Kok bisa negeri lebih miskin tetapi mampu mengkonsumsi daging lebih banyak ?. Ada dua kemungkinan untuk ini yaitu pertama masalah prioritas pada menu makanan, sehingga meskipun miskin mereka mementingkan untuk makan daging, ikan dan sejenisnya. Kedua adalah masalah distribusi pendapatan, Indonesia yang lebih dulu meniru kapitalisme barat dalam system ekonominya – membuat GDP per capita-nya lebih bias oleh pareto statistik. Tentu tidak masalah bagi 20% penduduk Indonesia untuk mengkonsumsi daging secara sangat cukup, tetapi bagi rata-rata 80% sisanya akan sangat berat untuk dapat sekedar memenuhi kebutuhan daging seperti rata-rata penduduk dunia yang berada pada kisaran 46.6 kg per capita.
Lantas bagaimana solusinya agar kita tidak meninggalkan generasi yang semakin lemah kedepan ?.
Pertama idealnya negeri ini harus bisa meningkatkan kemakmuran yang significant kedepan, sehingga daya beli masyarakat untuk kebutuhan esensial seperti konsumsi daging tersebut diatas dapat terpenuhi.

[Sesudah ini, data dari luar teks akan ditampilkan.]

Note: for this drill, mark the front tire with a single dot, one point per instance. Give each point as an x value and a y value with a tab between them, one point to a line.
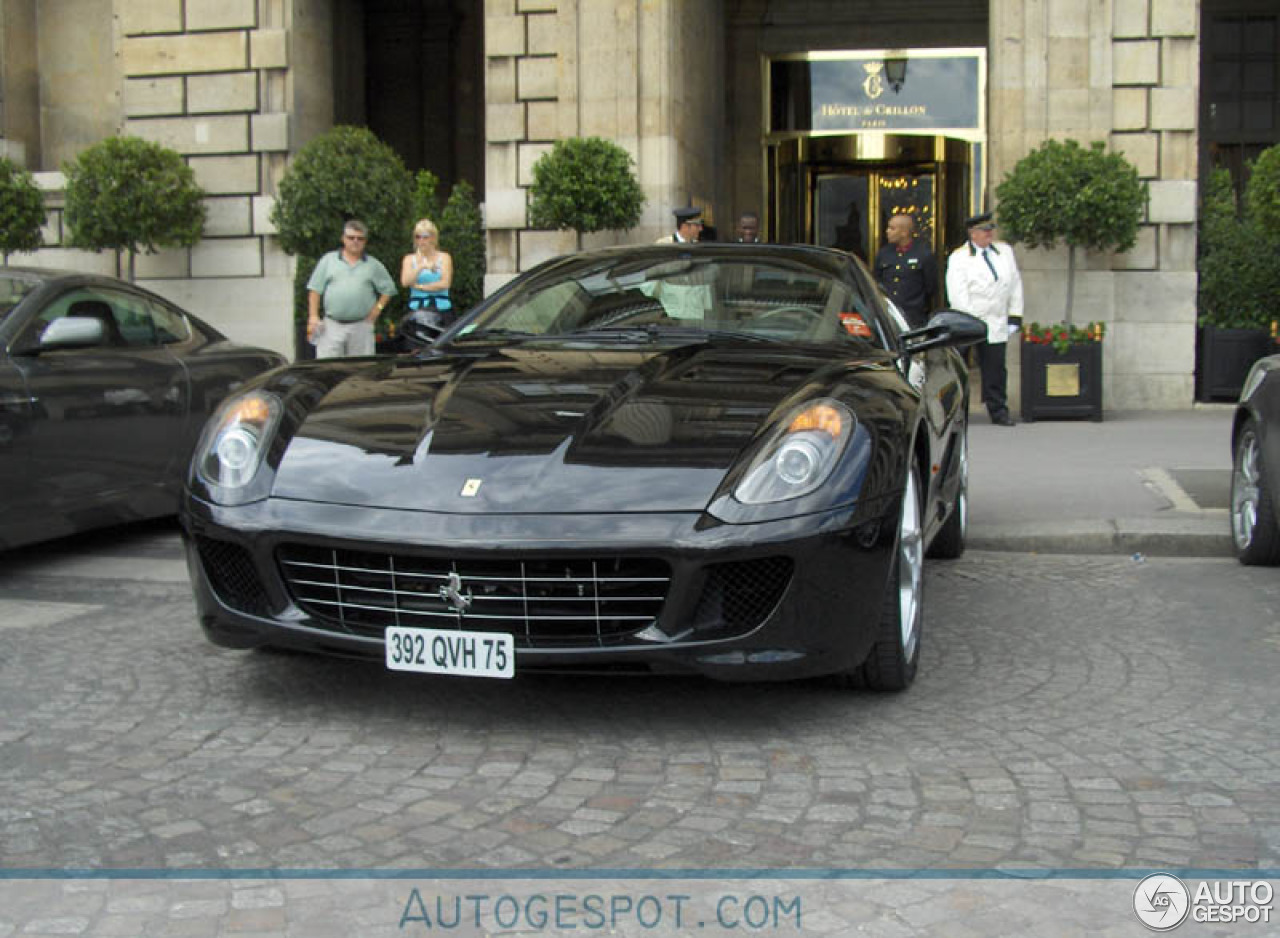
892	660
1253	516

Kedua bila mengangkat ekonomi keseluruhan terlampau berat, maka prioritas pembangunan harus diperuntukkan bagi penyiapan generasi kedepan yang lebih kuat, lebih sehat dan lebih cerdas. Yang bisa dilakukan misalnya adalah mengurangi subsidi bahan bakar dan menggantinya dengan subsidi harga daging secara nasional. Kalau nggak bisa menyeluruh minimal khusus untuk keluarga-keluarga muda yang memilik anak-anak di usia pertumbuhan.
Ketiga adalah langkah yang lebih strategis jangka panjang. Pemerintah harus mendorong majunya industry peternakan dan perikanan, lengkap dengan industry penunjangnya – seperti industry pakan ternak, industry pertanian untuk rumput-rumput bergizi tinggi sebagai pakan ternak dlsb.
Saya membayangkan kita memiliki pemerintahan yang bervisi jauh kedepan , pemerintahan yang berani merancang KPI (Key Performace Indicators) yang terukur, misalnya sampai akhir periode jabatan 5 tahun mendatang GDP per kapita akan … Rupiah, Konsumsi Daging rata-rata… kg, kecerdasan anak-anak rata-rata akan… dst. Kemudian data-data yang menjadi KPI ini di survey dan diukur oleh lembaga independent di awal dan di akhir masa jabatan. Pemerintahan periode selanjutnya juga harus melanjutkan program KPI ini, awalnya seperti apa – dan pada akhir masa pemerintahannya harus seperti apa – begitu seterusnya.
Nampaknya sederhana, hanya masalah kecerdasan – tetapi saya melihatnya justru disinilah persaingan kekuatan dunia di masa yang akan datang. Kita harus bisa menyiapkan anak keturunan kita yang lebih cerdas kedepan agar mereka bisa memimpin dunia, bukan sebaliknya semakin kurang cerdas dan semakin terjajah. Insyaallah kita bisa !.